SSE2 intrinsics: gcc46 vs. clang contradiction
Alexey Dokuchaev
danfe at nsu.ru
Fri Nov 1 12:47:25 UTC 2013
Hi there,
I've recently encountered a piece of code that uses some SSE2 intrinsics
and builds with gcc46, but not clang: clang can't find _mm_movpi64_epi64(),
while gcc46 defines it in its lib/gcc46/gcc/.../4.6.3/include/emmintrin.h:
extern __inline __m128i __attribute__((__gnu_inline__, __always_inline__, __artificial__))
_mm_movpi64_epi64 (__m64 __A)
{
return _mm_set_epi64 ((__m64)0LL, __A);
}
extern __inline __m128i __attribute__((__gnu_inline__, __always_inline__, __artificial__))
_mm_set_epi64x (long long __q1, long long __q0)
{
return __extension__ (__m128i)(__v2di){ __q0, __q1 };
}
Now, Clang in /usr/include/clang/3.3/emmintrin.h defines similar function,
but without the `e', _mm_movpi64_pi64():
static __inline__ __m128i __attribute__((__always_inline__, __nodebug__))

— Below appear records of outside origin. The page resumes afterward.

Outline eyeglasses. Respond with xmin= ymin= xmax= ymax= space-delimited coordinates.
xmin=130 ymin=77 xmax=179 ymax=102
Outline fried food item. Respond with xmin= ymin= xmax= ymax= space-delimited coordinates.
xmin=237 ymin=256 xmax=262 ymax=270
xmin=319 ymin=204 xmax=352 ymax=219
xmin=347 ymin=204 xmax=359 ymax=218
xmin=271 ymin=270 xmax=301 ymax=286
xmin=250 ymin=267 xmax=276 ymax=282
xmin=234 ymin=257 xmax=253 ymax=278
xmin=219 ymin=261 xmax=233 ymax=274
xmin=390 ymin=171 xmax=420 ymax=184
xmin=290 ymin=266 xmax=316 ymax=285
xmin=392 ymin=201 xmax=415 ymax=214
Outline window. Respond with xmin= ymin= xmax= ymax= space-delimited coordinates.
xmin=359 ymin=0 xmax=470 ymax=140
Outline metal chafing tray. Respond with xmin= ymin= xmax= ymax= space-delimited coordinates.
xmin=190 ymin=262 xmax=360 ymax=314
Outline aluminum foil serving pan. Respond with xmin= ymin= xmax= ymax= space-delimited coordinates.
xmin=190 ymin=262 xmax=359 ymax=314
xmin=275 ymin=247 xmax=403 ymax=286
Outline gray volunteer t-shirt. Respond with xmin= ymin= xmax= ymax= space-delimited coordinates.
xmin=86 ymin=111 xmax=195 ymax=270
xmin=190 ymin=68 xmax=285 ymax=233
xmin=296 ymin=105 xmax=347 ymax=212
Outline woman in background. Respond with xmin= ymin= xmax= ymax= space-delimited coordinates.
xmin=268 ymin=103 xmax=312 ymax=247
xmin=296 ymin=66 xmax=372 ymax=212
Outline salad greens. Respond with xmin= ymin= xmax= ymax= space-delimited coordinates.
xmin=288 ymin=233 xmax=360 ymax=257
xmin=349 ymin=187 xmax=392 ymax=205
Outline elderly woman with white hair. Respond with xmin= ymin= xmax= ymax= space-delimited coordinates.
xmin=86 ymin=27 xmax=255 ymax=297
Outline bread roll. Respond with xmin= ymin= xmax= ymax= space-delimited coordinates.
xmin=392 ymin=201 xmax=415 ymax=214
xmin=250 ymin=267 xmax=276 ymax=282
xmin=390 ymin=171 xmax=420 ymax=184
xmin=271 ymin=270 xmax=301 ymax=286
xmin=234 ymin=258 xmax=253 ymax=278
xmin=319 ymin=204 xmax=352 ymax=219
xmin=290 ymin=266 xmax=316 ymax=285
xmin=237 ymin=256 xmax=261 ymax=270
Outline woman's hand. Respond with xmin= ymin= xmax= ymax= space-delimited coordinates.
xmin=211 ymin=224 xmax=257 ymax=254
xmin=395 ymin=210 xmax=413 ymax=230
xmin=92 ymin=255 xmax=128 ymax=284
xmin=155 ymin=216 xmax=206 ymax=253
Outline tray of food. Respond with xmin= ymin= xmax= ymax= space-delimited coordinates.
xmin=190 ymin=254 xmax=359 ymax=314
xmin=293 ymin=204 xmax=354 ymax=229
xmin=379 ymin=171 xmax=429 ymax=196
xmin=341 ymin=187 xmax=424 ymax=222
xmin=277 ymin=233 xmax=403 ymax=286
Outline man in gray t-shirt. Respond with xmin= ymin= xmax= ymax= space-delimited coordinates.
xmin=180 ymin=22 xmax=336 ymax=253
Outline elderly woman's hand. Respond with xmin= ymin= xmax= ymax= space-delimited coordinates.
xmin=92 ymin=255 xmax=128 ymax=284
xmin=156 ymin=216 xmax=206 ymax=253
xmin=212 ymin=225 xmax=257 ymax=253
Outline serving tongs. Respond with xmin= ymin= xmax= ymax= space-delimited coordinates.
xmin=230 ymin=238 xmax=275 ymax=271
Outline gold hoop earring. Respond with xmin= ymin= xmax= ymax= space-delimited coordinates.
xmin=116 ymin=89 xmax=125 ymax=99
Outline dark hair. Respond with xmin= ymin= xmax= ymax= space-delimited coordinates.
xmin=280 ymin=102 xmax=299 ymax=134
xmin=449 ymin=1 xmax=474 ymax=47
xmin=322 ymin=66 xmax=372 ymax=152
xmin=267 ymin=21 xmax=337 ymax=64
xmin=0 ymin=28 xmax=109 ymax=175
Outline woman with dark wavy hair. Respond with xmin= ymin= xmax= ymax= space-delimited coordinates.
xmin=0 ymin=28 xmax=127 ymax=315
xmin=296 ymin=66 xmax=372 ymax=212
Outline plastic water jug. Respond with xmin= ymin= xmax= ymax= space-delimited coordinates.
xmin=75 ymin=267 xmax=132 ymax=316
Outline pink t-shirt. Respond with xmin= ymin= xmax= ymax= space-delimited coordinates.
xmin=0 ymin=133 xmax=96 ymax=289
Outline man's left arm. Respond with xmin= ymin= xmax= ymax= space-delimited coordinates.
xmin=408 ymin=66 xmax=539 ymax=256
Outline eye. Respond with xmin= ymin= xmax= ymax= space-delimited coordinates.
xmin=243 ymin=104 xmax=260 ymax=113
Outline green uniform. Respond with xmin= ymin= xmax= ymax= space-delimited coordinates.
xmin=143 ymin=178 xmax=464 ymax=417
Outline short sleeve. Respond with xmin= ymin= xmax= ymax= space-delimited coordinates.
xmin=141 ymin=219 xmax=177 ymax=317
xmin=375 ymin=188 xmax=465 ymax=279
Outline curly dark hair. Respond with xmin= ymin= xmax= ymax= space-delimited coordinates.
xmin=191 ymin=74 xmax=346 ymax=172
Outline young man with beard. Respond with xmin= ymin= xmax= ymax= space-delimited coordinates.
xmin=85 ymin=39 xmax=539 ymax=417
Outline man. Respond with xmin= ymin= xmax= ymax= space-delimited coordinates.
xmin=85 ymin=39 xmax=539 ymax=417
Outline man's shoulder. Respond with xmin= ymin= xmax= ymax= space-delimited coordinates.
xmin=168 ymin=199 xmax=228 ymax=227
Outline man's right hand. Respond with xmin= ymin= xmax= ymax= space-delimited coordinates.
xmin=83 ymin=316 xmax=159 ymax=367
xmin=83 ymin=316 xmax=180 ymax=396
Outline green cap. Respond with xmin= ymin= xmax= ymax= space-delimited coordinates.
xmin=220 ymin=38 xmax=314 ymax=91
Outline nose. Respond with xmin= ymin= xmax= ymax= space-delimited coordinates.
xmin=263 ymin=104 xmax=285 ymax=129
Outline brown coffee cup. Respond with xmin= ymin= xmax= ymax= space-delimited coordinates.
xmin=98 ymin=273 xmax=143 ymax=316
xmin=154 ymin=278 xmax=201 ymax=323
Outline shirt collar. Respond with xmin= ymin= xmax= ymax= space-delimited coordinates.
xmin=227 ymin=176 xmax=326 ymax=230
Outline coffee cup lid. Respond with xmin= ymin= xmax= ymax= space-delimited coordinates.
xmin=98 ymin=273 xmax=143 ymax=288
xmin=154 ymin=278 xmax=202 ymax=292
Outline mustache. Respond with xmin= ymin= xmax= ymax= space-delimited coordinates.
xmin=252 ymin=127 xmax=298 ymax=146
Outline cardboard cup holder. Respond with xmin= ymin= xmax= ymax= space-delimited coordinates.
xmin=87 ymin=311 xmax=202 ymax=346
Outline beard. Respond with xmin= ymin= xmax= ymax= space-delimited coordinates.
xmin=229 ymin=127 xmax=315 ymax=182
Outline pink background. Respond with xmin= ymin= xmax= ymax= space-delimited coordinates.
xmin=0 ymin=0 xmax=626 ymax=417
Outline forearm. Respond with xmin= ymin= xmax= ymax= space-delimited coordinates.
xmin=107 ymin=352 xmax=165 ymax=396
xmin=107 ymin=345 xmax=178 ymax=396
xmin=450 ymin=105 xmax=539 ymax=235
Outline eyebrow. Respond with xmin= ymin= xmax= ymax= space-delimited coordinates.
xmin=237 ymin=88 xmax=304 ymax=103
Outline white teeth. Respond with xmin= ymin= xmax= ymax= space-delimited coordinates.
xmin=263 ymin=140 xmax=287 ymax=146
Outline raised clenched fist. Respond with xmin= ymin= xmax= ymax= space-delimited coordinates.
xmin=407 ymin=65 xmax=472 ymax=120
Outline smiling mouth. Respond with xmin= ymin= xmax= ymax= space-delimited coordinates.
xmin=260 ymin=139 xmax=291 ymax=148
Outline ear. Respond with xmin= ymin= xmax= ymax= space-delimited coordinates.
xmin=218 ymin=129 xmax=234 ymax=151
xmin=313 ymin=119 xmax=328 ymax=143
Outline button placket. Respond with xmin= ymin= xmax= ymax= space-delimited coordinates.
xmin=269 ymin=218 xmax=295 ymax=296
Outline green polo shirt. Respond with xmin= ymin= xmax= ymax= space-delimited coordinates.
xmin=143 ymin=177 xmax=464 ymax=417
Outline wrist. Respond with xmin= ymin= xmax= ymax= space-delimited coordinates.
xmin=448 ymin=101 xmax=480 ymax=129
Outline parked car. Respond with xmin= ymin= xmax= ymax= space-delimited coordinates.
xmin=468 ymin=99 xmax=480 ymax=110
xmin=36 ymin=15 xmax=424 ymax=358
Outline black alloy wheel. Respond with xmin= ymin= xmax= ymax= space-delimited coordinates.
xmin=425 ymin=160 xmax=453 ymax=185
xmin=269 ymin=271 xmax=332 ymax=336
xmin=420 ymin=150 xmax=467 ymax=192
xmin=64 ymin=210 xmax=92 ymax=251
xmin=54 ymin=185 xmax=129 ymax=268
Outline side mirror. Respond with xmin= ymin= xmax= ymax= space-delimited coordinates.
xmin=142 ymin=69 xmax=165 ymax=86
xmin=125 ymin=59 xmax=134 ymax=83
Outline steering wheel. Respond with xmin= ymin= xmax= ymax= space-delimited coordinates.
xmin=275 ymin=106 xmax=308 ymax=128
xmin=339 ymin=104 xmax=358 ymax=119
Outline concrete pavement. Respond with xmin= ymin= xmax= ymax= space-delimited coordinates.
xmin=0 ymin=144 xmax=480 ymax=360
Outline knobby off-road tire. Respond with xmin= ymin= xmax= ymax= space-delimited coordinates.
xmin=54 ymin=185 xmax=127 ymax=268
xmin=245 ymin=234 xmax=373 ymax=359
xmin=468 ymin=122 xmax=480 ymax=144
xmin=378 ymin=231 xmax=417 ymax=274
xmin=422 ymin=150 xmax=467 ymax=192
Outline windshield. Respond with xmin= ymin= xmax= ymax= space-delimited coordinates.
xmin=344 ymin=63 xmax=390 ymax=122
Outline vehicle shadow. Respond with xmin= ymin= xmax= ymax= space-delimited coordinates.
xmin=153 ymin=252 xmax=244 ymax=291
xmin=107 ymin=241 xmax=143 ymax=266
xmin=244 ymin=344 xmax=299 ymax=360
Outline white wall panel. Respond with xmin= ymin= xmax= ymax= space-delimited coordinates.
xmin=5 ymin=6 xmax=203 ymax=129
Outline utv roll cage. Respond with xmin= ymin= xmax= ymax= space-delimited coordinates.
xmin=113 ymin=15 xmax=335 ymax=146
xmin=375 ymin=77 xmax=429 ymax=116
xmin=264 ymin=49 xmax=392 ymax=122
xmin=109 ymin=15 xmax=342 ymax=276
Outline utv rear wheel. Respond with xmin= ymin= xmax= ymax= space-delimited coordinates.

_mm_movpi64_pi64(__m64 __a)
{
return (__m128i){ (long long)__a, 0 };
}
So what's going on here? Who is right? What adds to confusion, in their
manual [1] Intel spells them differently themselves: first, in the table,
it says:
_mm_movpi64_epi64 Move MOVDQ2Q
^^^^^
Then later, when they describe what it does, it says:
__m128i _mm_movpi64_pi64(__m64 a)
^^^^
Moves the 64 bits of a to the lower 64 bits of the result, zeroing the
upper bits.
Or I'm just being stupid and confusing two different functions?